On payait des jeunes équipes, d’une douzaine de personnes.

D’accord !

On avait un joli bénéfice à la fin de l’année.

Oui !

Et puis, on s’est dit : "pour aller encore plus vite

et être les plus beaux - Les plus grand !

...et les plus grands et voilà

on va lever deux millions et demi d’euros.

D’accord !

Rien que cela !

Oui enfin, rien que cela, justement

quand tu regardes les levés de fonds de ces derniers jours,

tu comprends qu’en fait, il faut peut-être bien calibrer

les financements en fonction des ambitions.

Pourquoi ? Explique !

Ben, on était dans un moment où

le concurrent allemand se fait racheter par

le plus gros groupe de presse allemand : "Springer".

Des Espagnols se développaient déjà au niveau international.

Et il y a des Italiens qui commençaient à émerger,

qui ont levé très vite 25 millions d’euros.
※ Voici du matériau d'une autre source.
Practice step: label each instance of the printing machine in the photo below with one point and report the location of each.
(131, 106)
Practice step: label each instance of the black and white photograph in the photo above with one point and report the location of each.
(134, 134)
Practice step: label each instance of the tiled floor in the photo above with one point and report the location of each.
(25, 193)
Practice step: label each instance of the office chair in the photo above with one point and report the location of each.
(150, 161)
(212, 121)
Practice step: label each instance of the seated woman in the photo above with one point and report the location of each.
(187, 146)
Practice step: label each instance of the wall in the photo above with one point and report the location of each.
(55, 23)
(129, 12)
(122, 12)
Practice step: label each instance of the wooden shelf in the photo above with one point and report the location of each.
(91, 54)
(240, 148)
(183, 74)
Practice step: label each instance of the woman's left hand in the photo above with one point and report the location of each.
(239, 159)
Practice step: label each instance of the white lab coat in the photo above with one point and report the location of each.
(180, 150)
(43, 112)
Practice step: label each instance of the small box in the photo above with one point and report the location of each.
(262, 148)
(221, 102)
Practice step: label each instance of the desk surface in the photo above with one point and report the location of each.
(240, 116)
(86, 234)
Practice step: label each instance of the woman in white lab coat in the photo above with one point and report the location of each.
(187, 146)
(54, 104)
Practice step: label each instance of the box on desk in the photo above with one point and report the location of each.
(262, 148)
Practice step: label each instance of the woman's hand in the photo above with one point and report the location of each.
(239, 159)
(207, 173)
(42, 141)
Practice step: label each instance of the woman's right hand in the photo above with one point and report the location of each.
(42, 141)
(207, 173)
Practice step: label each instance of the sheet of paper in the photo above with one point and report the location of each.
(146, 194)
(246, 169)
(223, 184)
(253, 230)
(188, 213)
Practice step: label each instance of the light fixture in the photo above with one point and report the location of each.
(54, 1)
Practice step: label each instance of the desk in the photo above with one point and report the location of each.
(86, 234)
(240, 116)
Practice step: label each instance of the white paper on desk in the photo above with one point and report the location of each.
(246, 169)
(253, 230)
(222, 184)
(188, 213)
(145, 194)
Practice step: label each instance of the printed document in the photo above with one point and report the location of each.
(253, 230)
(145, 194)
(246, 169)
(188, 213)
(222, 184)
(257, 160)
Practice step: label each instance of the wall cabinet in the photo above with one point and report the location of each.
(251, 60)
Donc, quand tu as des Allemands qui ont près de 100 millions,

des Italiens qui ont 25 millions et que toi, tu as deux millions et demi,

forcément...

Quand on dit deux millions et demi d’euros, c’est déjà énorme.

Mais en fait, ce que tu dis, c’est que

par rapport à la concurrence, ce n’était pas assez ?

En fait, il fallait soit ne rien lever

et on aurait pu continuer notre petit bon homme de chemin

et faire une petite boîte rentable.

Mais cela aurait...

enfin rétrospectivement, je te dirais :

"c’est une belle aventure."

À l’époque, je pense que la jeunesse est prise dans tout le mode des levées de fonds.

On se dit que de toute façon,

il faut faire "comme tout le monde".

Mais nous, à ce moment-là en fait,

on aurait peut-être eu une autre route qu’on n’a pas prise

qui avait des avantages et des inconvénients,

qui était de toute façon risquée. - Oui !

Mais ce qu’il faut voir, c’est quand on fait une levée de fonds,

je ne vais pas dire que c’est à sens unique,

mais on change de dimension,

on s’est retrouvé avec le conseil d’administration,

tous les reporting qu’on n’avait pas.

Donc forcément, peut-être un peu moins d’agilité

et surtout des ambitions beaucoup plus fortes.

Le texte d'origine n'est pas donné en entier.